In Al Masry Al Youm, Amany Aly Shawky reviews Mekkawi Said’s latest: مقتنيات وسط البلد , or Downtown Collectibles.
Although Said has published a number of earlier works—Shawky notes El-Raqd Wara’a el-Do’e (Running After Light) and Fe’ran el-Saffina (The Ship Rats)—it was Cairo Swan Song (English 2009, AUC Press) that was shortlisted for the inaugural Arabic Booker and brought the author fame.
I have very little sympathy for Cairo Swan Song, which has an interesting premise at its core—an Egyptian is helping his American girlfriend make a film about Cairo’s homeless children. Is it exploitation? Is he/she helping these kids? Is he/she fame-seeking and dragging these poor children into an international gawker spotlight? But the book loses sight of this interesting premise and runs off in a hundred different (generally hyperbolic) directions, notably after some fairly bizarrely portrayed women.
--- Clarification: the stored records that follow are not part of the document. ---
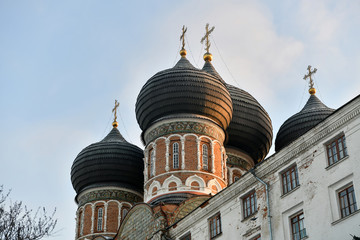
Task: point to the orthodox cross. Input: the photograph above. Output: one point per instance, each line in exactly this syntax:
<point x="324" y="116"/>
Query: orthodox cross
<point x="206" y="37"/>
<point x="182" y="37"/>
<point x="115" y="109"/>
<point x="311" y="83"/>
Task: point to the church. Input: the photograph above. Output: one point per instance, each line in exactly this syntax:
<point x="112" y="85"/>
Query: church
<point x="204" y="172"/>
But back to مقتنيات وسط البلد, which is a short-story collection—not a novel—as Said apparently recognized he was running down too many characters to form a coherent single narrative.
According to Shawky:
The characters are almost entirely fictional, Said told Al-Masry Al-Youm. Among his favorites are Dr. Galal, the dentist; Lor Dakash, the famous singer and poet; and downtown’s Stella Bar, which becomes a character in itself (and, as any local knows, very real one). The writer spent the last of the three years writing the book researching downtown’s cafes and bars, relying mainly on word of mouth to locate the often well-hidden spots.
The book takes the form of short stories rather than a novel because Said realized that the sheer number of characters he conceived of required a format more easily digestible to readers; el-Maraya (Mirrors) by Naguib Mahfouz was his inspiration.
Shawky clearly liked the book (“For any reader, Moqtanayat Wust el-Balad opens a window onto a complex and fascinating world of contradictions and marvels.”) but I have to mark myself as wary.
Still, Shawky’s not the only one: Other readers seem to have liked it as well. (You can follow more reviews at GoodReads, including this concise one from Nihal.)